Just a month before midterm elections, UCF hosted “Bipartisanship Matters: A National Forum.” Speakers included former senator Olympia Snowe, Bipartisan Policy Center founder Jason Grumet and Girls on the Run founder Molly Barker. Opened by SGA president Weston Bayes and moderated by Global Perspectives Office director John C. Bersia, the forum focused on the current polarization in Congress and possible solutions to the state of political gridlock. Bersia asked several questions for the panelists to discuss.

Why is bipartisanship important? Grumet stated that bipartisanship, which is when opposing political parties find common ground through compromise, to be essential because “you can’t pass meaningful legislation without members of the other party participating.” Grumet urged politicians to find a way to be “partisan and productive.” Snowe seconded this, stating that since her first years in office, the system has changed dramatically and as a result, “key issues such as medicine and security are being overlooked” as politicians squabble. Barker inserted that “part of leadership is about creating innovative solutions” and that “bipartisanship is the honoring of diversity,” which are both founts of strength in America.

Why don’t parties coordinate more effectively? Snowe pointed out that “there are a lot of people who benefit from this divide and fuel the divisions.” Grumet agreed, noting that incentives are the dividing factor in Congress because, “they have two jobs: one is to make decisions and one is to get elected.” He explained that the focus on earning votes hinders a politician’s ability to compromise for fear of seeming “weak” and losing voters. Barker suggested that “the polarization is a reflection of us…the constant ‘us’ or ‘them’ that we see in race, economics, gender and a whole host of other things.”
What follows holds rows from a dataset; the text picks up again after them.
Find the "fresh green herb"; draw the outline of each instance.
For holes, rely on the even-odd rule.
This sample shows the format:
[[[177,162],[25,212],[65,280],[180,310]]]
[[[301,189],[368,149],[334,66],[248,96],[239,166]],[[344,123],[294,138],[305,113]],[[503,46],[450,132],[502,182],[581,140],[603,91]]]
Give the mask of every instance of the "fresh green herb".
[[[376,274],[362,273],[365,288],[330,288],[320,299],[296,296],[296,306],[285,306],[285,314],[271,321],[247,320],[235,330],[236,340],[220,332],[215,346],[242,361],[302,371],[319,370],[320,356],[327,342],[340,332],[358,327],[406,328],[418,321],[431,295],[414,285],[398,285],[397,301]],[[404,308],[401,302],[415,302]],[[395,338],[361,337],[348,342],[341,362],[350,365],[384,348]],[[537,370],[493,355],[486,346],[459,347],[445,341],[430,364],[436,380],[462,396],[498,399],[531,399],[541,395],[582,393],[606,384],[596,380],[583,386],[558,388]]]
What can normal citizens do? Snowe warned that, in the U.S. system, there is a “small minority determining the future of this country” because nearly 80% of Americans do not identify with the extreme left or extreme right, but they do not use their voices. She urged moderates to “fight against the system” and use their voice because, if politicians “do not hear you, they respond to those they do.” The panelists provided many recommendations about how to be more involved and make your voice heard. A person can volunteer, attend local debates and work on campaigns, as well as educate themselves on civics and news. Barker also stressed the virtues of focusing less on social media and more on each other. On a cross country tour to assess the political opinions of average people, Barker learned that she had to get to know someone before she could appreciate the other person’s views. To Barker, bipartisanship starts with normal people interacting with each other, understanding one another in order to make a difference.
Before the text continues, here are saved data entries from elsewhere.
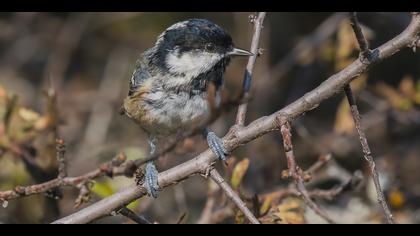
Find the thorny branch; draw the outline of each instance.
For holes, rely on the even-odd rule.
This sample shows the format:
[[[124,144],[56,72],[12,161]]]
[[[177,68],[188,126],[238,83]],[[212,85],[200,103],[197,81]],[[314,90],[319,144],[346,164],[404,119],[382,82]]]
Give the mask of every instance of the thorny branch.
[[[288,173],[287,177],[293,178],[296,189],[299,192],[299,195],[302,197],[303,201],[308,205],[312,210],[314,210],[318,215],[324,218],[329,223],[335,223],[327,213],[322,210],[314,201],[312,201],[309,196],[308,190],[306,190],[304,184],[304,178],[302,176],[303,171],[296,164],[295,155],[293,153],[293,144],[292,144],[292,133],[290,132],[290,124],[286,122],[280,128],[281,135],[283,137],[283,146],[284,152],[286,153]]]
[[[368,42],[366,41],[366,38],[363,35],[362,29],[360,28],[359,22],[357,20],[357,15],[355,12],[351,13],[350,20],[351,20],[351,25],[354,30],[354,34],[356,35],[357,42],[359,43],[359,46],[360,46],[362,61],[364,58],[366,58],[369,61],[373,61],[375,59],[374,58],[375,55],[372,55],[372,53],[369,50]],[[373,179],[373,183],[375,184],[376,194],[378,197],[378,203],[382,207],[382,210],[383,210],[383,213],[385,215],[387,222],[389,224],[394,224],[395,221],[394,221],[391,211],[389,210],[388,204],[383,194],[383,190],[381,188],[381,184],[379,182],[378,170],[376,169],[375,160],[372,157],[372,153],[371,153],[371,150],[370,150],[367,138],[366,138],[366,134],[362,128],[362,121],[361,121],[362,118],[360,117],[360,113],[356,104],[356,98],[354,97],[350,84],[347,84],[344,87],[344,92],[347,96],[347,100],[350,105],[350,110],[353,116],[357,133],[359,134],[360,144],[362,145],[364,157],[366,161],[368,162],[370,171],[372,173],[372,179]]]
[[[418,13],[412,14],[410,24],[402,33],[376,49],[378,51],[377,61],[389,58],[404,48],[411,48],[417,42],[419,32],[420,15]],[[315,109],[321,102],[342,91],[347,84],[371,68],[372,65],[372,62],[362,63],[360,60],[356,60],[292,104],[269,116],[261,117],[248,126],[231,130],[223,138],[226,148],[232,151],[271,131],[278,130],[286,121],[291,121],[303,113]],[[204,174],[215,160],[216,157],[211,150],[206,150],[187,162],[159,173],[159,185],[165,188],[197,173]],[[115,209],[145,194],[144,186],[139,188],[132,185],[54,223],[88,223],[109,215]]]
In March, 2013, the Bipartisan Policy Center launched the Commission on Political Reform to investigate the causes and consequences of America’s political division. The commission also advocates for reforms that will improve the political process in the current polarized atmosphere. This year, the center published the commission’s recommendations in a report entitled, “Governing in a Polarized America: A Bipartisan Blueprint to Strengthen Our Democracy.”

“Bipartisanship Matters” was hosted by the UCF Global Perspectives Office, in partnership with the Bipartisan Policy Center and the UCF Student Government Association. Other sponsors included the UCF Political Science Department, the Orlando Area Committee on Foreign Relations, UCF LIFE and the Global Connections Foundation.